Letter Re: Retreats in the Eastern United States

Dear Editor:
As you likely know from my prior communications, I am a long time reader of your web site, your novel “Patriots”, and your recent “Rawles on Retreats and Relocation” book, which is, other things being equal, well written and interesting. However, the obvious exclusion, which you freely articulate, is the Eastern US. I’ m bringing this up for two reasons:
1) I am an ex-military Emergency Room Physician, who is convinced that TEOTWAWKI is very, very near ( the next signal is when the US Dollar Index goes below 77, that’s it! The “Patriots” [economic collapse] model will then come into full play), who is personally looking at retreats in the middle and east Tennessee, southwestern Virginia, north Georgia, and western North Carolina regions. These are the areas that I am most familiar with, having grown up hunting and fishing, there. Although I have a heavily supplied, fairly secluded and defensible, and very well armed suburban outpost with several highly skilled sons for fire support, I am looking for a secondary retreat for when it looks as if our ammo is exceeded by the number of urban zombies (or, police state drones, same thing) invading the “burbs.” Thus, I am seeing a lot of land that is reasonably priced and fairly remote from the Golden Horde and it seems that such represents a logical retreat location. Obviously the Boston/Washington DC corridor, and at least 200, maybe 300, miles surrounding it, is to be avoided, as when TSHTF, the skill-less, resource-less, dependent, sometimes brain-less hordes from that region will descend upon the rest of humanity like locusts.

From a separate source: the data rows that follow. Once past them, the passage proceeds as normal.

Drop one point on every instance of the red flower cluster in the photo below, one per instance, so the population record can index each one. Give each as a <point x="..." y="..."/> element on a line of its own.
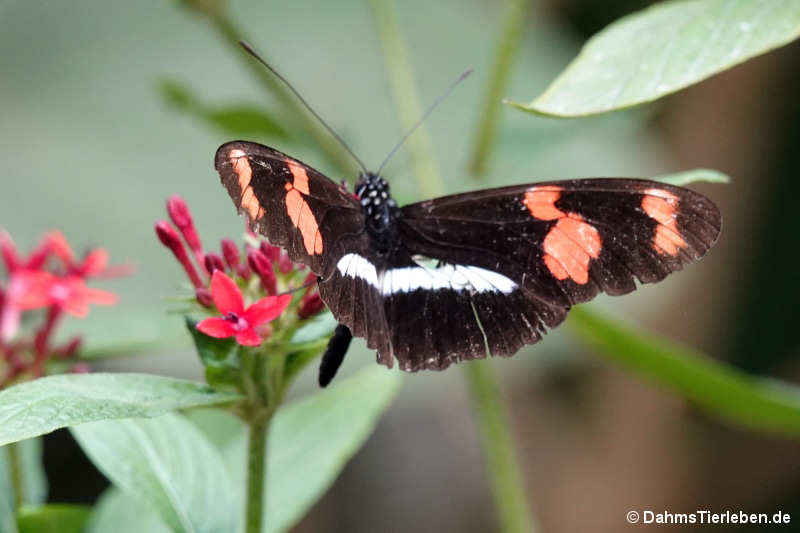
<point x="217" y="278"/>
<point x="37" y="282"/>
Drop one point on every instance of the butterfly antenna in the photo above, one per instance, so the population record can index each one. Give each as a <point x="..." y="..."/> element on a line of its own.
<point x="433" y="106"/>
<point x="261" y="60"/>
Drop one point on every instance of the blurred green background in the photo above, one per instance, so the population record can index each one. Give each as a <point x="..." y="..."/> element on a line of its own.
<point x="91" y="146"/>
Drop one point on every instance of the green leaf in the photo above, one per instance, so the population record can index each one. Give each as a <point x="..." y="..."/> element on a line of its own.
<point x="663" y="49"/>
<point x="120" y="513"/>
<point x="311" y="440"/>
<point x="167" y="463"/>
<point x="219" y="357"/>
<point x="317" y="327"/>
<point x="8" y="523"/>
<point x="49" y="403"/>
<point x="33" y="479"/>
<point x="54" y="518"/>
<point x="234" y="120"/>
<point x="692" y="176"/>
<point x="752" y="402"/>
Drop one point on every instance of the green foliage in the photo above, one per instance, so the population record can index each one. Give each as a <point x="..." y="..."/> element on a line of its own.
<point x="239" y="121"/>
<point x="41" y="406"/>
<point x="220" y="357"/>
<point x="682" y="179"/>
<point x="311" y="440"/>
<point x="665" y="48"/>
<point x="751" y="402"/>
<point x="31" y="471"/>
<point x="167" y="463"/>
<point x="54" y="518"/>
<point x="118" y="512"/>
<point x="156" y="461"/>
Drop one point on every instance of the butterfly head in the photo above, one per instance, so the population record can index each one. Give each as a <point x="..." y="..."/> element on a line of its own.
<point x="378" y="206"/>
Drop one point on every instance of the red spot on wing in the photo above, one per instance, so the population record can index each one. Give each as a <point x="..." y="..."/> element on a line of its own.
<point x="300" y="212"/>
<point x="541" y="202"/>
<point x="241" y="167"/>
<point x="299" y="175"/>
<point x="572" y="243"/>
<point x="569" y="246"/>
<point x="662" y="206"/>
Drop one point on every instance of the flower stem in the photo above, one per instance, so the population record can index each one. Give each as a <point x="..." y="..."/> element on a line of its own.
<point x="256" y="474"/>
<point x="15" y="471"/>
<point x="409" y="110"/>
<point x="490" y="113"/>
<point x="498" y="448"/>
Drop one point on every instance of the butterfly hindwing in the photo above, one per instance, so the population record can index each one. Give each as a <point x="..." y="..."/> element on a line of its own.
<point x="290" y="203"/>
<point x="566" y="241"/>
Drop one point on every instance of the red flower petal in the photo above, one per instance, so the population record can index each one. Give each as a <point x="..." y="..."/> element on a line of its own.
<point x="227" y="296"/>
<point x="216" y="327"/>
<point x="100" y="297"/>
<point x="266" y="309"/>
<point x="248" y="337"/>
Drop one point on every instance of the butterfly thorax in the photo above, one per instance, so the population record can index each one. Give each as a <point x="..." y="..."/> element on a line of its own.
<point x="380" y="210"/>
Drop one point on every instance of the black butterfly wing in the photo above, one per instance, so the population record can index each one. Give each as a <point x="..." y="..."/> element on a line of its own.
<point x="292" y="204"/>
<point x="511" y="261"/>
<point x="315" y="220"/>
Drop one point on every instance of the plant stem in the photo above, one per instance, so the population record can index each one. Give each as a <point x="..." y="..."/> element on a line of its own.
<point x="231" y="35"/>
<point x="490" y="113"/>
<point x="404" y="92"/>
<point x="256" y="473"/>
<point x="15" y="468"/>
<point x="498" y="448"/>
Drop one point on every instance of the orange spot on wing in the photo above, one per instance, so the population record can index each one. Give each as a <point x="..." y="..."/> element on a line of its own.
<point x="541" y="202"/>
<point x="302" y="217"/>
<point x="662" y="206"/>
<point x="569" y="246"/>
<point x="299" y="175"/>
<point x="241" y="167"/>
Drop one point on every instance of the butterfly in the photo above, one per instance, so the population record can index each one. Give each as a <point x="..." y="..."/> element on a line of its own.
<point x="454" y="278"/>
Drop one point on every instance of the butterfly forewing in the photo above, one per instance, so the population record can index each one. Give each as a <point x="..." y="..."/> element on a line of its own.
<point x="290" y="203"/>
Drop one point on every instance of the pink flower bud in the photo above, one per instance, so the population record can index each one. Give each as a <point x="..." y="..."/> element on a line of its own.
<point x="169" y="238"/>
<point x="230" y="252"/>
<point x="213" y="262"/>
<point x="182" y="218"/>
<point x="272" y="253"/>
<point x="203" y="296"/>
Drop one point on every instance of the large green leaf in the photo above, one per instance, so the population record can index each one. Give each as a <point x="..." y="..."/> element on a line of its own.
<point x="693" y="176"/>
<point x="167" y="463"/>
<point x="54" y="518"/>
<point x="665" y="48"/>
<point x="119" y="512"/>
<point x="748" y="401"/>
<point x="32" y="476"/>
<point x="311" y="440"/>
<point x="40" y="406"/>
<point x="241" y="120"/>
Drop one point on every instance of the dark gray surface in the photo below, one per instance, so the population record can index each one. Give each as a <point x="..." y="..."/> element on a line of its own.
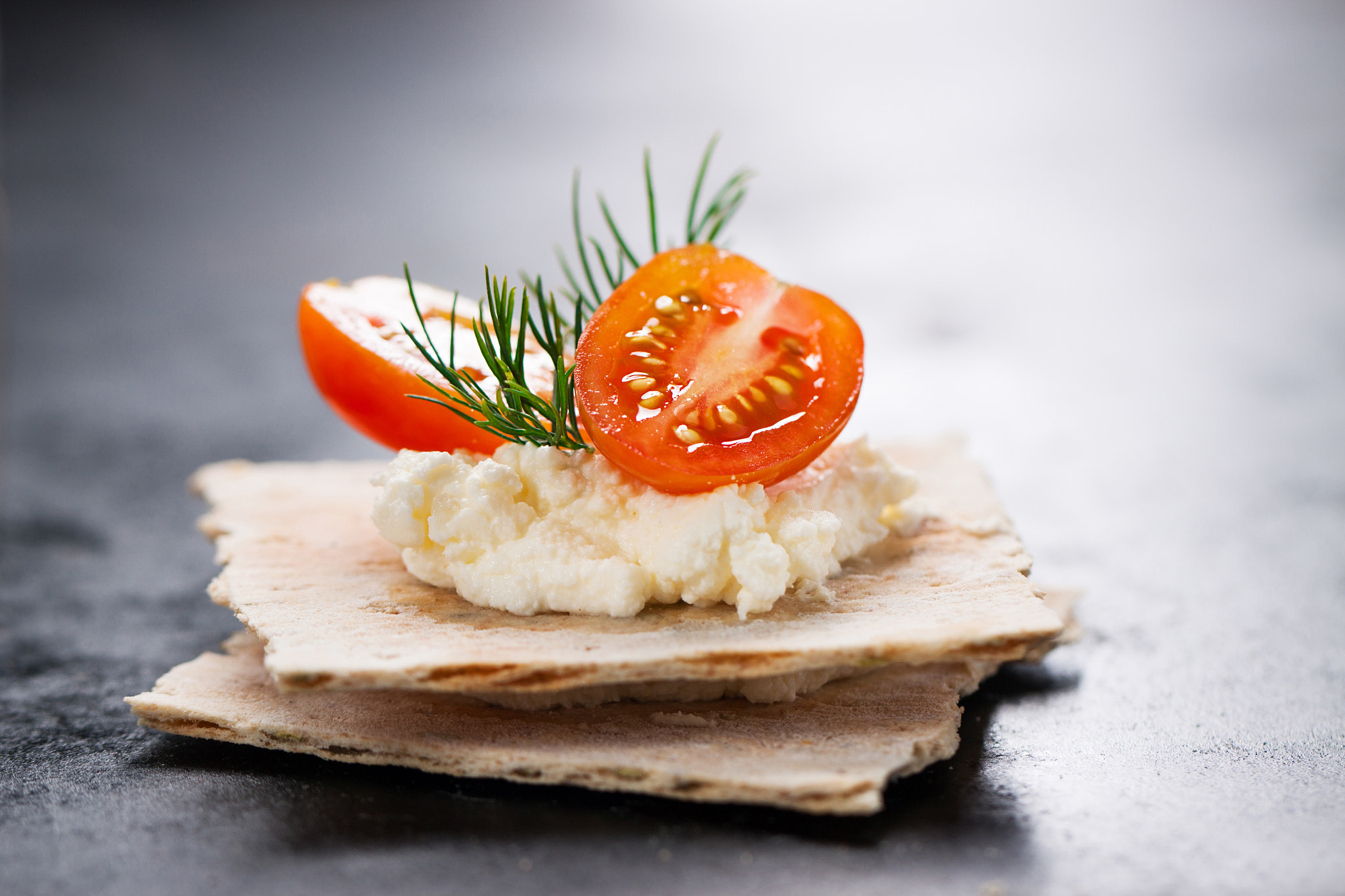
<point x="1106" y="242"/>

Otherwise, I see many areas East of the Mississippi River that might be included in a listing of potentially useful survival sites.
2) I suspect that many of your readers are from the East of the Mississippi area, and can’t, as I can’t, truly relate to the Western regions. (Although I’ve hunted in the West and the main difference is that you guys don’t have “true woods” with heavy thickets that require snake pants and machetes for movement.) I think that you either you need to look at producing a new “retreats” book focusing on the East (which it is clear you aren’t really interested in, from the forward in Rawles on Retreats and Relocation or we need a sub-forum on this topic for a detailed, ongoing discussion. Maybe an area of your web site site for discussion on this topic. Much thanks for your work, – Wardoctor

JWR Replies: You are correct. As I wrote in the opening chapter of Rawles on Retreats and Relocation I only have recommendations on 19 western states, (excluding 29 eastern states) for two major reasons: 1.) their high ambient population density, and 2.) their downwind locations, in the path of fallout from the U.S. Air Force missile fields, roughly half of which are around the juncture of Nebraska, Colorado, and Wyoming, and large fields in central Montana and north-central North Dakota. (Where the vast majority of enemy “throw weight” would presumably land, nearly all in the form of fallout-producing ground bursts.) And, BTW, even if I thought those locales were suitable for retreats, I wouldn’t feel qualified to write on the subject, since I am a westerner. (I haven’t traveled extensively in the eastern U.S.)

I recommend that SurvivalBlog readers that are interested in retreats east of the Mississippi River should chime in on a new thread of discussion at the The Claire Files, in their “Gulching” Forum. I just started a new thread titled: “From SurvivalBlog: What are the Best Eastern Retreat Locales?)